= Membrane glucocorticoid receptor =

Membrane glucocorticoid receptors (mGRs) are a group of receptors which bind and are activated by glucocorticoids such as cortisol and corticosterone, as well as certain exogenous glucocorticoids such as dexamethasone. Unlike the classical nuclear glucocorticoid receptor (GR), which mediates its effects via genomic mechanisms, mGRs are cell surface receptors which rapidly alter cell signaling via modulation of intracellular signaling cascades. The identities of the mGRs have yet to be fully elucidated, but are thought to include membrane-associated classical GRs as well as yet-to-be-characterized G protein-coupled receptors (GPCRs). Rapid effects of dexamethasone were found not be reversed by the GR antagonist mifepristone, indicating additional receptors besides just the classical GR.

mGRs have been implicated in the rapid effects of glucocorticoids in the early central stress response via modulating neuronal activity in the hypothalamus, hippocampus, amygdala, and prefrontal cortex, among other areas.
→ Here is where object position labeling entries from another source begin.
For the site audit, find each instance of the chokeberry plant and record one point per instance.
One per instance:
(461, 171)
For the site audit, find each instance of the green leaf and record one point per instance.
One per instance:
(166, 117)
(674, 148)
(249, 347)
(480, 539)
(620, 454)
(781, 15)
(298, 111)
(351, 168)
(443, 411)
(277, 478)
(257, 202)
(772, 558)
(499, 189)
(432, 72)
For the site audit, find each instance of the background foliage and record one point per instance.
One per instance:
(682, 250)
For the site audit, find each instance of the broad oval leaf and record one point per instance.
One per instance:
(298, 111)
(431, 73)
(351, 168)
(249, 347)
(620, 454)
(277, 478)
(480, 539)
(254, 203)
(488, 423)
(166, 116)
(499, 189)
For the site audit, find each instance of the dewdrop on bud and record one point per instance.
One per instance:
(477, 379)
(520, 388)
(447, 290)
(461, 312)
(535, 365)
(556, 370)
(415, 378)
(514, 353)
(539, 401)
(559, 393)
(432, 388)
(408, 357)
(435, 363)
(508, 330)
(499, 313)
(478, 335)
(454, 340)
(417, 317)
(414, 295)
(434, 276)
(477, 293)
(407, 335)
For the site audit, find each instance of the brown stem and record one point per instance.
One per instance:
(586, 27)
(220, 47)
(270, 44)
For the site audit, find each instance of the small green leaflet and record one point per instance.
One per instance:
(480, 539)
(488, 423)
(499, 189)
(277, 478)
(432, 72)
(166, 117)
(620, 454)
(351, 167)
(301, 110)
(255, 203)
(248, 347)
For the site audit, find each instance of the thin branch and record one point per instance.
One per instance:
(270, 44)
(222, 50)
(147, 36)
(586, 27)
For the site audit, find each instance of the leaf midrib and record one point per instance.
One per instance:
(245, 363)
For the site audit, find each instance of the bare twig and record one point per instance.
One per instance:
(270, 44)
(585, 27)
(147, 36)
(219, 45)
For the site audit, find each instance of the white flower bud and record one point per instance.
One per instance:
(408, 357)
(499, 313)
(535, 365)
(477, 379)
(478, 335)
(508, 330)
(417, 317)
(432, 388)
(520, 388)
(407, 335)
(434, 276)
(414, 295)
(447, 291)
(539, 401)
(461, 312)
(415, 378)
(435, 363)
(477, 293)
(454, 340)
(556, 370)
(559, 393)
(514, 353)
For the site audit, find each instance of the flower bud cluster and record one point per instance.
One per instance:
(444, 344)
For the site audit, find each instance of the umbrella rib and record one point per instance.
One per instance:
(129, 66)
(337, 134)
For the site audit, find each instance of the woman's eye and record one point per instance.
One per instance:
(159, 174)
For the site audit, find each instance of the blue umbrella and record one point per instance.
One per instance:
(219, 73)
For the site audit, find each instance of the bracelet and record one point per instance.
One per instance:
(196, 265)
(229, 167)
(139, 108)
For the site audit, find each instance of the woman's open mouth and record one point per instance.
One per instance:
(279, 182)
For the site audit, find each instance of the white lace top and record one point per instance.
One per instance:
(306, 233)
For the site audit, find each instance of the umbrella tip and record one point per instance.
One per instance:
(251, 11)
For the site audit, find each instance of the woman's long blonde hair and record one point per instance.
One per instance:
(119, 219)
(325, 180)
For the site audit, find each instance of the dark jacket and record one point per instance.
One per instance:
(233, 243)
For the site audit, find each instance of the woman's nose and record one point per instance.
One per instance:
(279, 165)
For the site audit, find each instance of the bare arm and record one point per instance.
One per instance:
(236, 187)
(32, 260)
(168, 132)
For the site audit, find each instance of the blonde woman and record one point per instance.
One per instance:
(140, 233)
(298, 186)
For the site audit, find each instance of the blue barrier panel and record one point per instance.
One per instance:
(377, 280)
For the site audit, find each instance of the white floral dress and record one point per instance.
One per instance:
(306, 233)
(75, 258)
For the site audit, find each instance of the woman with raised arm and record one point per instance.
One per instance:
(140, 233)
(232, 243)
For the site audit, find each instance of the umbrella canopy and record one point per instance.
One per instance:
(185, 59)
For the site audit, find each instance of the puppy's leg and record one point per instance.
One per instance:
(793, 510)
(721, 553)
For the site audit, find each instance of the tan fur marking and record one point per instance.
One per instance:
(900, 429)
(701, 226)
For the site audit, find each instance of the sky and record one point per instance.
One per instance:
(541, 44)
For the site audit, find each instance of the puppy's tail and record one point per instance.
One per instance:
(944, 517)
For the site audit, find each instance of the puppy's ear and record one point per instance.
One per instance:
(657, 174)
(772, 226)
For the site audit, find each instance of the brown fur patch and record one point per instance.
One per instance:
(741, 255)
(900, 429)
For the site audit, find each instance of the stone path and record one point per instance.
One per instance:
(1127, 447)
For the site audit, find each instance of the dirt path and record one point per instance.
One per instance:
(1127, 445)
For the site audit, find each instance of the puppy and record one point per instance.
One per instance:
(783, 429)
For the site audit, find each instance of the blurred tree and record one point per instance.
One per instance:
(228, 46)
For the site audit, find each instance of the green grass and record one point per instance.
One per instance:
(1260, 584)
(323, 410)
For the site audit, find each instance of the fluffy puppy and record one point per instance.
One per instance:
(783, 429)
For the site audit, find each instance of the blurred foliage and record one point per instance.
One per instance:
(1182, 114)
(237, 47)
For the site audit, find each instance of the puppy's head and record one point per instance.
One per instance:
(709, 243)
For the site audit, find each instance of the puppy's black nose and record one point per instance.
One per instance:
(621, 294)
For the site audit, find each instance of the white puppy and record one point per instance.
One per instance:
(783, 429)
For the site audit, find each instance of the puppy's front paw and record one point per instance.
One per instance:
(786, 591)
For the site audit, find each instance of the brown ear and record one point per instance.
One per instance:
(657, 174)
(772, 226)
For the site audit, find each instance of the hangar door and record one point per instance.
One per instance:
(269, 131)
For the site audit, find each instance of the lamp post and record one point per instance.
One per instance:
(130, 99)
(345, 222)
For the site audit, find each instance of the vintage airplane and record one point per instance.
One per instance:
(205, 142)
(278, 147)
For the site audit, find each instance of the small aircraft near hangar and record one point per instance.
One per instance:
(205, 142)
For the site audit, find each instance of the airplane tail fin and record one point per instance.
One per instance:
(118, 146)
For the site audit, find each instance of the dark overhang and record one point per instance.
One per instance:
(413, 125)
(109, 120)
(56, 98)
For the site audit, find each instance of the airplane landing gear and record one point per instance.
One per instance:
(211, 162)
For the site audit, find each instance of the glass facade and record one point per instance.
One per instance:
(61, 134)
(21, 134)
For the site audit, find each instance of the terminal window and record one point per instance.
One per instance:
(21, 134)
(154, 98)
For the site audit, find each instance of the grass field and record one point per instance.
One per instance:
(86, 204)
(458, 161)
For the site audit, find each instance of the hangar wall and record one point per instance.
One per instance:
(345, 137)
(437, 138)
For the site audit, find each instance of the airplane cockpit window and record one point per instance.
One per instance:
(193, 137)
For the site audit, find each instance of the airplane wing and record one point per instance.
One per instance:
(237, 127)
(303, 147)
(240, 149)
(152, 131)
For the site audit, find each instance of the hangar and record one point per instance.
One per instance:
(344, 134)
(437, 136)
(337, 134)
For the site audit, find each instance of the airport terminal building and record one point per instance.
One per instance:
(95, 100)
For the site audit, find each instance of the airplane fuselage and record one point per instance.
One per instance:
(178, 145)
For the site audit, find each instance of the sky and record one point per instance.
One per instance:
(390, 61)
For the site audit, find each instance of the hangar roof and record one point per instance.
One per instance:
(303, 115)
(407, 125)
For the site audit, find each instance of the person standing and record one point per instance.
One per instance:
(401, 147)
In accordance, glucocorticoids are known to affect cognition, stress-adaptive behavior, and neuroendocrine output (e.g., suppression of oxytocin and vasopressin secretion) within minutes. mGRs appear to be partially involved in the anti-inflammatory and immunosuppressant effects of glucocorticoids. mGRs are present in and appear to regulate many major bodily systems and organs, including the cardiovascular, immune, endocrine, and nervous systems, smooth and skeletal muscle, the liver, and fat tissue. mGRs appear to cooperate with, complement, and synergize with classical nuclear GRs in various ways.